In STSE1, the final biomass concentration reached 3203 ± 35 mgODM/dm3, whereas chlorophyll a content in the biomass was at 3686 ± 320 μg/dm3 (Table 2). The rate (r) of microalgal biomass growth reached 291.2 ± 3.2 mgODM/dm3·d. In addition, the P and N compounds were almost completely depleted. At the end of the cultivation, their concentrations were at 0.61 ± 0.37 mg Ntot/dm3 and 0.04 ± 0.01 mg Ptot/dm3. In turn, the mean consumption of these biogenes per biomass growth unit was at 7.0 ± 0.4 mg Ntot/gODM and 1.7 ± 0.1 mg Ptot/gODM (Table 2). In ST1SE2, the rate of P. subcordiformis biomass growth reached 317.6 ± 42.3 mgODM/dm3·d, which allowed reaching biomass concentration of 3493 ± 465 mgODM/dm3. The concentration of chlorophyll a reached 3845 ± 696 μg/dm3 and was produced at r = 49.6 ± 63.3 μg/dm3·d (Table 2). The compounds of nitrogen and phosphorus were effectively removed from the culture medium as their final concentrations in the technological system reached 0.39 ± 0.13 mg Ntot/dm3 and 0.02 ± 0.01 mg Ptot/dm3.

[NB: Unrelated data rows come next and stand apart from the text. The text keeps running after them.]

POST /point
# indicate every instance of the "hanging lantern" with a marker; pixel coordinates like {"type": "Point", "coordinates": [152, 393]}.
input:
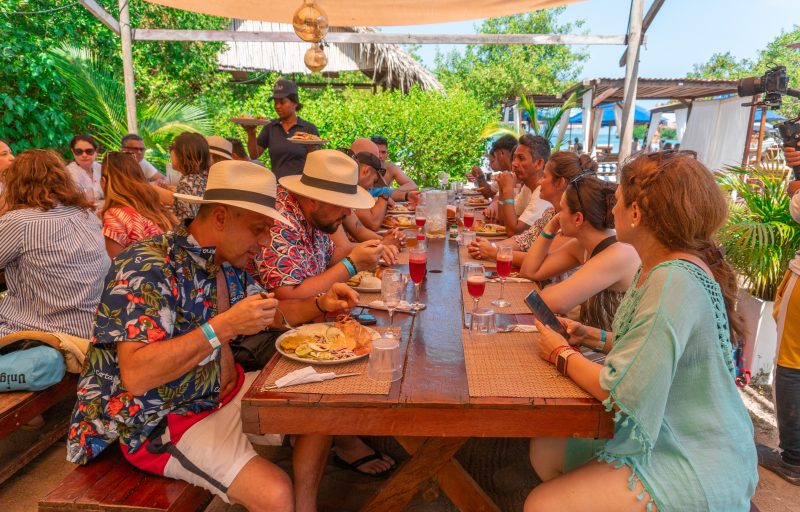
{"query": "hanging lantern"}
{"type": "Point", "coordinates": [315, 58]}
{"type": "Point", "coordinates": [310, 22]}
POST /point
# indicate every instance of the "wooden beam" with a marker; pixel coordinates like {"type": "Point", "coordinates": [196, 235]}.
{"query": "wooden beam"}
{"type": "Point", "coordinates": [631, 80]}
{"type": "Point", "coordinates": [142, 34]}
{"type": "Point", "coordinates": [604, 95]}
{"type": "Point", "coordinates": [127, 66]}
{"type": "Point", "coordinates": [101, 14]}
{"type": "Point", "coordinates": [648, 19]}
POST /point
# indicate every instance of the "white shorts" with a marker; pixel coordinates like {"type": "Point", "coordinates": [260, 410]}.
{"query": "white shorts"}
{"type": "Point", "coordinates": [212, 452]}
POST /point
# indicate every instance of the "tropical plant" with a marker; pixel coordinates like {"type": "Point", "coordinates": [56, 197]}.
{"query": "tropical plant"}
{"type": "Point", "coordinates": [99, 93]}
{"type": "Point", "coordinates": [543, 121]}
{"type": "Point", "coordinates": [760, 236]}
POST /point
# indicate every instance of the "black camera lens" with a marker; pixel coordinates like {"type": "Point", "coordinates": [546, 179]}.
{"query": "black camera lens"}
{"type": "Point", "coordinates": [750, 86]}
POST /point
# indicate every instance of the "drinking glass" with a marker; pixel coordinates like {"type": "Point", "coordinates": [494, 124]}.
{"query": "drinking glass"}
{"type": "Point", "coordinates": [391, 292]}
{"type": "Point", "coordinates": [505, 254]}
{"type": "Point", "coordinates": [475, 275]}
{"type": "Point", "coordinates": [482, 321]}
{"type": "Point", "coordinates": [444, 179]}
{"type": "Point", "coordinates": [384, 360]}
{"type": "Point", "coordinates": [419, 218]}
{"type": "Point", "coordinates": [417, 266]}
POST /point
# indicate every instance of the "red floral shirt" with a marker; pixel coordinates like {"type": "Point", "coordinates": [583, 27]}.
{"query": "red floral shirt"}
{"type": "Point", "coordinates": [297, 250]}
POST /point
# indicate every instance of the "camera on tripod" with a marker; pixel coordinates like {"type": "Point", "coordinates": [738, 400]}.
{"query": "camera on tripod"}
{"type": "Point", "coordinates": [774, 84]}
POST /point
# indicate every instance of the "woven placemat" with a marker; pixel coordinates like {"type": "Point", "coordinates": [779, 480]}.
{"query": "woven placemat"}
{"type": "Point", "coordinates": [356, 385]}
{"type": "Point", "coordinates": [514, 293]}
{"type": "Point", "coordinates": [507, 365]}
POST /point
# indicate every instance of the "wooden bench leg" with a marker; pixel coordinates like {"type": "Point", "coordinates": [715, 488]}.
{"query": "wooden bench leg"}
{"type": "Point", "coordinates": [456, 482]}
{"type": "Point", "coordinates": [404, 484]}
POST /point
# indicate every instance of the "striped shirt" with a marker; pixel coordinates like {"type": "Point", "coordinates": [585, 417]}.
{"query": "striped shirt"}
{"type": "Point", "coordinates": [55, 263]}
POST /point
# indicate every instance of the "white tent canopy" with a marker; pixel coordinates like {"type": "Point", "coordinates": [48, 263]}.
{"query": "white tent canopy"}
{"type": "Point", "coordinates": [343, 13]}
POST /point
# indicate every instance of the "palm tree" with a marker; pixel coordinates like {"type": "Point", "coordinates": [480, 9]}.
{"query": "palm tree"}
{"type": "Point", "coordinates": [100, 94]}
{"type": "Point", "coordinates": [760, 236]}
{"type": "Point", "coordinates": [548, 124]}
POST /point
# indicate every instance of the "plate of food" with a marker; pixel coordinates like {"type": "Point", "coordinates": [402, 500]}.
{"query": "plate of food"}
{"type": "Point", "coordinates": [477, 201]}
{"type": "Point", "coordinates": [248, 120]}
{"type": "Point", "coordinates": [327, 343]}
{"type": "Point", "coordinates": [367, 280]}
{"type": "Point", "coordinates": [483, 228]}
{"type": "Point", "coordinates": [308, 139]}
{"type": "Point", "coordinates": [400, 209]}
{"type": "Point", "coordinates": [399, 221]}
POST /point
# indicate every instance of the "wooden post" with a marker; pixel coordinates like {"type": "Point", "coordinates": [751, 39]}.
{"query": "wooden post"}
{"type": "Point", "coordinates": [586, 125]}
{"type": "Point", "coordinates": [127, 65]}
{"type": "Point", "coordinates": [753, 107]}
{"type": "Point", "coordinates": [631, 79]}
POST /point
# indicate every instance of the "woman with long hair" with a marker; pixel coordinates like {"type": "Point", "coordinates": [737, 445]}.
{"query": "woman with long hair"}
{"type": "Point", "coordinates": [50, 247]}
{"type": "Point", "coordinates": [132, 210]}
{"type": "Point", "coordinates": [605, 267]}
{"type": "Point", "coordinates": [191, 157]}
{"type": "Point", "coordinates": [683, 439]}
{"type": "Point", "coordinates": [84, 168]}
{"type": "Point", "coordinates": [561, 168]}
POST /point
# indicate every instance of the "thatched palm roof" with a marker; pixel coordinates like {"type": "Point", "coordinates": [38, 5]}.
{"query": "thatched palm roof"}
{"type": "Point", "coordinates": [388, 65]}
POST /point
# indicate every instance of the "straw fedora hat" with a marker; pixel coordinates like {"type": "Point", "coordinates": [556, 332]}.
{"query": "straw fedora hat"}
{"type": "Point", "coordinates": [330, 176]}
{"type": "Point", "coordinates": [242, 184]}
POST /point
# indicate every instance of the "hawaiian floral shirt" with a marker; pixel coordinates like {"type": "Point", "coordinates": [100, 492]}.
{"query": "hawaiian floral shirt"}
{"type": "Point", "coordinates": [157, 289]}
{"type": "Point", "coordinates": [297, 250]}
{"type": "Point", "coordinates": [192, 185]}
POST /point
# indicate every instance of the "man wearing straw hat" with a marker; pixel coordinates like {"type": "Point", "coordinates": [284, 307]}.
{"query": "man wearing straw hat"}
{"type": "Point", "coordinates": [310, 252]}
{"type": "Point", "coordinates": [161, 376]}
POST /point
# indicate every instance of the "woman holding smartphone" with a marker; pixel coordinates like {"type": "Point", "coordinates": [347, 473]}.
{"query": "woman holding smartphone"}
{"type": "Point", "coordinates": [683, 439]}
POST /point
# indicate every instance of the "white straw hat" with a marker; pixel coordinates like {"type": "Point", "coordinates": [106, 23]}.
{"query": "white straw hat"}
{"type": "Point", "coordinates": [331, 177]}
{"type": "Point", "coordinates": [220, 146]}
{"type": "Point", "coordinates": [242, 184]}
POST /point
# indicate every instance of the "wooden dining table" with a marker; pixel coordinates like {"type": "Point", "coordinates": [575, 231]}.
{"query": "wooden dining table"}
{"type": "Point", "coordinates": [429, 411]}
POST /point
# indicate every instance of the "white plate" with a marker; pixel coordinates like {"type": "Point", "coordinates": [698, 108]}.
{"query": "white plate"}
{"type": "Point", "coordinates": [250, 121]}
{"type": "Point", "coordinates": [309, 142]}
{"type": "Point", "coordinates": [375, 336]}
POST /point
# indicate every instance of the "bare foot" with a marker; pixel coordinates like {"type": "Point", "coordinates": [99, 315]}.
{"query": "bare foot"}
{"type": "Point", "coordinates": [352, 448]}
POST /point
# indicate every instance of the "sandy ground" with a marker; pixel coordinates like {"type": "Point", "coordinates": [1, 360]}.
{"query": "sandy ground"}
{"type": "Point", "coordinates": [499, 465]}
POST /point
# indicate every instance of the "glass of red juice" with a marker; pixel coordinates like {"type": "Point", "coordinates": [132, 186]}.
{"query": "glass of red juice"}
{"type": "Point", "coordinates": [475, 275]}
{"type": "Point", "coordinates": [505, 256]}
{"type": "Point", "coordinates": [417, 266]}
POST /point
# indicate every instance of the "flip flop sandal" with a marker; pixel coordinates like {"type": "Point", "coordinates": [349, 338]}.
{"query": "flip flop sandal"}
{"type": "Point", "coordinates": [355, 465]}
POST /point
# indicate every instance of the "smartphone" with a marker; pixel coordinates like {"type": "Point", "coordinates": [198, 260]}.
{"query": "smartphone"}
{"type": "Point", "coordinates": [365, 319]}
{"type": "Point", "coordinates": [544, 314]}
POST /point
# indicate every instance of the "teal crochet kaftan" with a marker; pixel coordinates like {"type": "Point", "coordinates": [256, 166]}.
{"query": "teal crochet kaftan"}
{"type": "Point", "coordinates": [680, 424]}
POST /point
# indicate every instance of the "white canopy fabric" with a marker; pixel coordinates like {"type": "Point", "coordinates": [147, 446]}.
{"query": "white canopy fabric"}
{"type": "Point", "coordinates": [344, 13]}
{"type": "Point", "coordinates": [717, 131]}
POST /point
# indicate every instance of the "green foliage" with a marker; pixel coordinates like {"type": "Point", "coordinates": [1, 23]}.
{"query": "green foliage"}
{"type": "Point", "coordinates": [38, 109]}
{"type": "Point", "coordinates": [726, 66]}
{"type": "Point", "coordinates": [543, 121]}
{"type": "Point", "coordinates": [760, 236]}
{"type": "Point", "coordinates": [493, 73]}
{"type": "Point", "coordinates": [100, 95]}
{"type": "Point", "coordinates": [428, 132]}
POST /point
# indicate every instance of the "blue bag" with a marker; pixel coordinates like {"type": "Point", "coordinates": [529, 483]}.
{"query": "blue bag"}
{"type": "Point", "coordinates": [32, 369]}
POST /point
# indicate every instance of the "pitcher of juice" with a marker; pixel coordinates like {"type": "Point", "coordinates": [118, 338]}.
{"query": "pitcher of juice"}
{"type": "Point", "coordinates": [436, 213]}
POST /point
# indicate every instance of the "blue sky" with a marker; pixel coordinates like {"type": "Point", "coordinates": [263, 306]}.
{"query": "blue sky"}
{"type": "Point", "coordinates": [685, 32]}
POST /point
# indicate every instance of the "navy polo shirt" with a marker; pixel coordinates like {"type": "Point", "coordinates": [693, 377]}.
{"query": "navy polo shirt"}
{"type": "Point", "coordinates": [286, 158]}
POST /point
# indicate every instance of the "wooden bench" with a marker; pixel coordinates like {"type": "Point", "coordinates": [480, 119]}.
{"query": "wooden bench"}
{"type": "Point", "coordinates": [18, 408]}
{"type": "Point", "coordinates": [110, 483]}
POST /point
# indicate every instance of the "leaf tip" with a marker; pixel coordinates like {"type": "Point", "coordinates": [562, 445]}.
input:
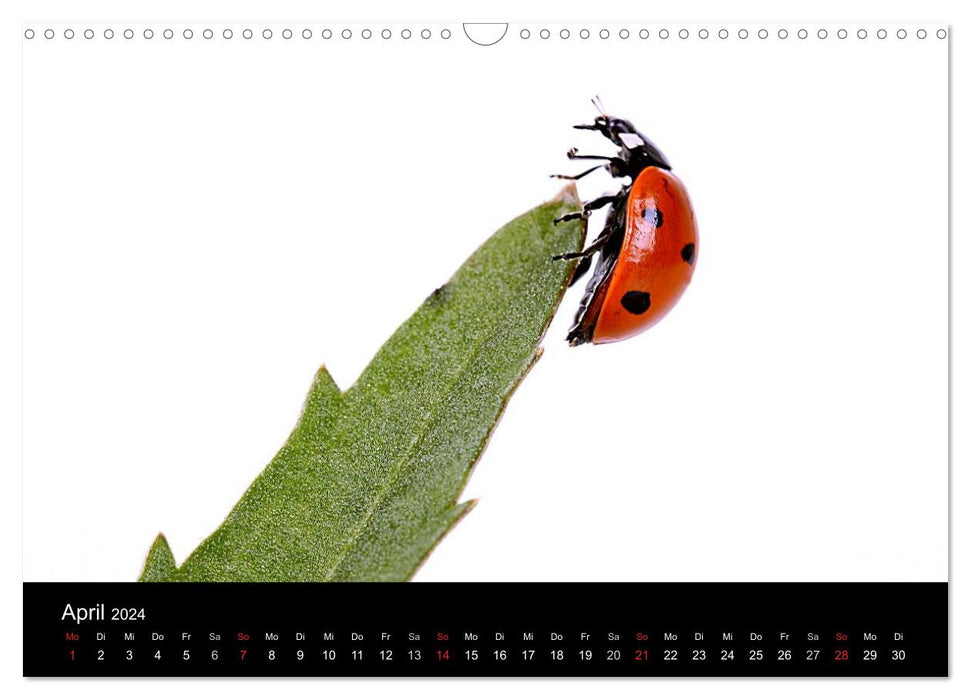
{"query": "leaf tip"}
{"type": "Point", "coordinates": [568, 195]}
{"type": "Point", "coordinates": [160, 563]}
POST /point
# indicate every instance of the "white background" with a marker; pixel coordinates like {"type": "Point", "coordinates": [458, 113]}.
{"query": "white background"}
{"type": "Point", "coordinates": [207, 221]}
{"type": "Point", "coordinates": [750, 10]}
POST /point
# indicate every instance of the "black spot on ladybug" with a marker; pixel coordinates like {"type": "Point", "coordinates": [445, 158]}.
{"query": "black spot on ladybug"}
{"type": "Point", "coordinates": [655, 216]}
{"type": "Point", "coordinates": [636, 302]}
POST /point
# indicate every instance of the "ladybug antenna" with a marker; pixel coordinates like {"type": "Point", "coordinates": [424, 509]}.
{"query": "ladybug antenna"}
{"type": "Point", "coordinates": [598, 105]}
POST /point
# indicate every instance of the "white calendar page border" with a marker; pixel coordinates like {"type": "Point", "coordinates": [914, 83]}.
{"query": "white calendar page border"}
{"type": "Point", "coordinates": [847, 10]}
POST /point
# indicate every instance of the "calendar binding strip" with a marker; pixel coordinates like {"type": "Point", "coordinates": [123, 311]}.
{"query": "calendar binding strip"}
{"type": "Point", "coordinates": [404, 32]}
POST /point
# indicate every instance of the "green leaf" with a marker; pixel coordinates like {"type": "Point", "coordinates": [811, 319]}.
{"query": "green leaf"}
{"type": "Point", "coordinates": [159, 564]}
{"type": "Point", "coordinates": [368, 481]}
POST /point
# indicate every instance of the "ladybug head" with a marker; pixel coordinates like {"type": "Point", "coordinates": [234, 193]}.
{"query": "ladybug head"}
{"type": "Point", "coordinates": [636, 150]}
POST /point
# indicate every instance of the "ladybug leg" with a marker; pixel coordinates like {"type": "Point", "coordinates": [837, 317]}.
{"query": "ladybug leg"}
{"type": "Point", "coordinates": [573, 155]}
{"type": "Point", "coordinates": [588, 207]}
{"type": "Point", "coordinates": [598, 243]}
{"type": "Point", "coordinates": [579, 175]}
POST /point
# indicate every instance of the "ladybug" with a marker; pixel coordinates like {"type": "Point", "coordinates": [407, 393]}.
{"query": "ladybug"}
{"type": "Point", "coordinates": [648, 246]}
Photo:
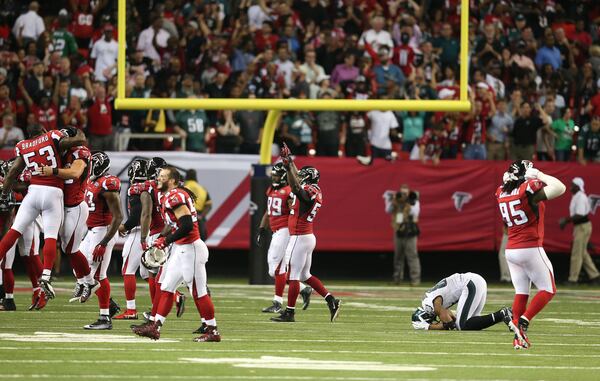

In ST2SE1, the total volume of biogas produced in V1 reached 108.57 ± 9.14 cm3 at r = 0.91 ± 0.08 cm3/h, whereas in V2—the P. subcordiformis biomass produced 141.58 ± 6.31 cm3 of biogas with the rate of r = 1.81 ± 0.05 cm3/h (Figure 2 and Figure 3). In turn, hydrogen production reached 42.79 ± 3.60 cm3 in V1 and 57.44 ± 2.56 cm3 in V2 (Figure 2 and Figure 3). The percentage content of hydrogen in biogas approximated 42% in both variants (Table 3). Regardless of the experimental variant, the biogas production per P. subcordiformis biomass growth unit was comparable, reaching 14.26 ± 1.20 cm3/gODM in V1 and 11.49 ± 0.51 cm3/gODM in V2 (Figure 4). The technological performance obtained in ST2SE2 was comparable (p = 0.05) (Table 4). In V1, the biomass produced 106.32 ± 10.54 cm3 of the biogas with the rate of r = 0.89 ± 0.09 cm3/h, whereas the respective values recorded in V2 were at 135.71 ± 2.17 cm3 and r = 1.13 ± 0.02 cm3/h (Figure 3 and Figure 5).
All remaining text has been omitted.